The Almanacks of Mary Moody Emerson: A Scholarly Digital Edition  

Ed. Noelle A. Baker and Sandra Harbert Petrulionis

In collaboration with the Brown Women Writers Project 

Here is a link to a demonstration of this digital edition in progress, which displays a twelve-page excerpt from an Almanack folder Mary Moody Emerson kept from approximately April through September 1827. This example is based on the editors’ electronic transcriptions of the holograph manuscript. Here is a link to the twelve page excerpt of the holograph manuscript pages.

Most widely known as the brilliant, unmarried aunt of Ralph Waldo Emerson, Mary Moody Emerson (1774-1863) was a self-educated scholar, theologian, and proto-activist. Her published work includes pseudonymous articles informed by coterie writing and the epistolary essay, but her most significant literary accomplishment is an unpublished series of hand-made manuscript books she called her Almanacks (c. 1804-1855), housed at the Houghton Library at Harvard University and previously unavailable to general readers.  

Illustrating multiple strategies of self-cultivation, Emerson’s Almanacks contribute significantly to women’s intellectual history; document the extent to which early American women embraced transatlantic culture; and evidence the ways in which Emerson anticipates signal aspects of Transcendentalism, the antebellum movement for which her nephew is considered the primary spokesman. Our edition will recover this unique text for scholars and students of both women’s writing and Transcendentalism. It will demonstrate that eighteenth-century women anticipated a wider audience for their “private” writing than that of immediate family and friends; it will also illustrate specific examples of the modes of intellectual transmission between Mary and Waldo Emerson, and, further, it will establish pivotal “originating moments” in the history of women’s rights. 
 
This project will provide a scholarly digital edition of the complete text hosted by the Brown Women Writers Project in its collections of Early Modern Women's writings and will make available all extant Almanack manuscripts in chronological order and in searchable format.
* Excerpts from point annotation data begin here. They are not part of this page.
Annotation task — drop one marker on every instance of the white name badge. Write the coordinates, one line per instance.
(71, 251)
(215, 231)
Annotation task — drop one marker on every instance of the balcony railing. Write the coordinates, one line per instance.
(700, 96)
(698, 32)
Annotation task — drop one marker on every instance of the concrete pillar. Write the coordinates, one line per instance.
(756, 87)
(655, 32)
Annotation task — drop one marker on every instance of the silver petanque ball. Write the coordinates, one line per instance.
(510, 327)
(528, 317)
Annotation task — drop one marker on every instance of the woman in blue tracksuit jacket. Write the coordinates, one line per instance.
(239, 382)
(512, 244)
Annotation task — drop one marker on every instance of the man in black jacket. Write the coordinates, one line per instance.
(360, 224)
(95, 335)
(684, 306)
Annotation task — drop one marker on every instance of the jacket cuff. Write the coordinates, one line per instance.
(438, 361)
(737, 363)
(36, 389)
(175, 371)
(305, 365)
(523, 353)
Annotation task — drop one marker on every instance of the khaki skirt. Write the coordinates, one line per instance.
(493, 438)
The markup follows Textual Encoding Initiative (TEI) Guidelines for XML encoding of the text. We plan a phased-in implementation, with phase one providing a complete, clear text transcription searchable by keywords, and all editorial apparatus encoded (i.e., textual notes, emendations, physical condition of manuscript, annotations, scribal witness transcriptions of irrecoverable text). 
 

bMS Am 1280.235 (385). Ralph Waldo Emerson Memorial Association deposit, Houghton Library, Harvard University. Not to be reproduced in whole or in part without permission.